By contrast, the Wii's eighth generation successor, the Wii U, was hampered by a weak lineup of launch titles, an unclear vision for its Wii U GamePad peripheral, and a resulting lack of third-party support. Nintendo relied primarily on exclusives from its first-party franchises—such as Mario Kart 8, Super Smash Bros. for Wii U, and the new IP Splatoon—in order to grow the fledgling console's market share. The Wii U never reached the same market share as its competitors, PlayStation 4 and Xbox One, and manufacturing was discontinued in 2017. Some writers did note that in terms of critical reception, the Wii U did have a stronger library of exclusive titles than its competitors at the time. As of March 2016, the Wii U had more exclusive titles with aggregate scores on Metacritic within the "Good" (75-89) and "Amazing" (89-100) ranking tiers than PS4 and Xbox One combined, and the most within the "Amazing" category (Bayonetta 2, Super Mario 3D World, and Super Smash Bros.; the PS4 only had one "Amazing"-ranked game at the time, Bloodborne, and Xbox One had none).

The eighth generation of consoles was dominated primarily by the PlayStation 4 and Nintendo Switch. Microsoft's Xbox One console faced criticism for not having as many "compelling" exclusives, with critics citing Microsoft's weaker array of first-party studios as a factor. Microsoft has also increasingly preferred dual releases on Microsoft Windows and Xbox One over full Xbox console exclusivity, and deals for console ports of existing PC games to be timed exclusives to Xbox One. In addition, the company has focused on other distinguishing features of its ecosystem, including an emphasis on backward compatibility and its Xbox Game Pass subscription service. In the late-2019s and early-2020s, Microsoft made multiple major studio acquisitions to bolster its first-party development, including most prominently ZeniMax Media—parent company of Bethesda Softworks and Id Software. Microsoft stated that it would honor the multi-platform releases and exclusivity contracts for games already in development (such as Bethesda-published Ghostwire: Tokyo and Deathloop, which were console exclusives for PlayStation 5), but that future games would be "first and better" on Xbox.

After Microsoft's January 2022 announcement of its intent to acquire Activision Blizzard, Microsoft Gaming CEO Phil Spencer, by contrast, stated that it would continue to "support" communities for its games on other platforms.
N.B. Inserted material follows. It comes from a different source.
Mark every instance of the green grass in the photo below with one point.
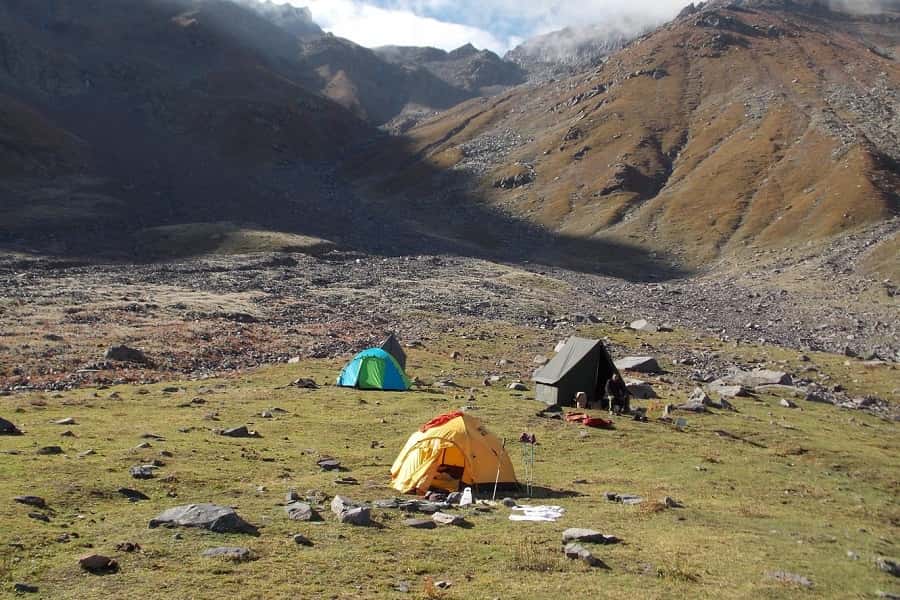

Sony warned that it "expect[s]" Microsoft to "abide by contractual agreements and continue to ensure Activision games are multiplatform." In August 2022, as part of a Brazilian antitrust filing tied to the purchase, Microsoft accused Sony of allegedly paying publishers to not place their games on subscription services. In response to these concerns, Microsoft signed 10-year commitments with both Sony and Nintendo to continue developing Call of Duty titles for their platforms. To quell antitrust concerns that the Activision Blizzard purchase would unduly bolster the Xbox Cloud Gaming service, Microsoft reached long-term agreements to license Activision Blizzard titles to competing cloud gaming services such as GeForce Now and Ubisoft+.